Making choices in what sport you play is analogous to making choices in life and what career you want to follow. We hope that through our program and the ongoing connection with our in country partner who continues to run female baseball programs, that we will develop strong Indonesian female leaders, who have a connection with Australia.

What do you enjoy the most — and least — about working in relation to Indonesia?

The thing I enjoy the most is the food! The thing I like least is Jakarta traffic!

What are your thoughts on the future of the Australian-Indonesian relationship in the field of sport?

Indonesia is fast becoming involved in the hosting of major sporting events. Jakarta is hosting the 2018 Asian Games and this is likely to be an amazing event. There is a lot of expatriate support to develop non-traditional Asian sport capacity, not only in Indonesia, but more broadly across Asia. The development of athletes through a sport pathway is required to start at the grassroots level. Australia has extensive experience in the development of participation pathways, through to gold medal success.

It is through this experience from Australia and the opportunities available in Indonesia to develop sporting pathways that the relationship through sport can be further developed. The proximity between the two countries offers ongoing sport competition options that are cheaper and easier to access for each country, when compared to travelling to Europe or America.

I see a lot more knowledge transfer and competition exchanges occurring between the two countries in regard to sport over coming years.

What advice would you offer to youth interested in sport?

There are plenty of opportunities available, you just have to look. I was lucky enough to experience different cultures and language from an early stage in my career and it has certainly broadened my perspectives.

Those early in their career would benefit highly from a position outside of their comfort zone, whether this was a paid of volunteer nature.

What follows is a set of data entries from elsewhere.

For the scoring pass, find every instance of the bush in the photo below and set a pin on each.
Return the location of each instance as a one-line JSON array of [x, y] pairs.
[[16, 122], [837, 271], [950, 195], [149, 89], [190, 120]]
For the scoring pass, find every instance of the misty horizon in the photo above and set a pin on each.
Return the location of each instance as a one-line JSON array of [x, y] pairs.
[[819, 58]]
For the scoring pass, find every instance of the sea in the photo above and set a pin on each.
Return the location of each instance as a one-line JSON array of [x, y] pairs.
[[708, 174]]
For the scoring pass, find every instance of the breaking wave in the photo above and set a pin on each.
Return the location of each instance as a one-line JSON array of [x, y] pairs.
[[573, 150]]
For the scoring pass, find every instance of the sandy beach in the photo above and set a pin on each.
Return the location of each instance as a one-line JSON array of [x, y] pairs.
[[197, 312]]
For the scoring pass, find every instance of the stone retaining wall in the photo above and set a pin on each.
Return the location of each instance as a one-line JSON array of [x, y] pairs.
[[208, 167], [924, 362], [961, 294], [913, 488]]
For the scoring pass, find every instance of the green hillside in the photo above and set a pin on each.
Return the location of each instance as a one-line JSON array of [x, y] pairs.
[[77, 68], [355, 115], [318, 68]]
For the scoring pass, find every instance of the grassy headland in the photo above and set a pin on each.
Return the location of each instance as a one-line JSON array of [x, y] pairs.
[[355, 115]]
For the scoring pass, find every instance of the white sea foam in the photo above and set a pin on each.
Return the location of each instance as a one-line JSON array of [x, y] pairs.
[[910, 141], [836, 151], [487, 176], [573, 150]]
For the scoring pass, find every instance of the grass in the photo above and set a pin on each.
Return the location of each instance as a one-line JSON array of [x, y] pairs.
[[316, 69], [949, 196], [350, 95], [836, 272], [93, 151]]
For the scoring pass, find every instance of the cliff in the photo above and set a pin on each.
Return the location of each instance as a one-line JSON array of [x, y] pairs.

The benefits gained far outweigh the financial cost.

Given the opportunity again, what would you do differently?

The one thing that I have never taken up is the learning of a second language. My Bahasa [Indonesia] is almost non-existent and for all the travels I have done around the world I have relied on interpreters or a complex act of miming out what I need or where I am going! If I was to start again, I would learn languages from the outset.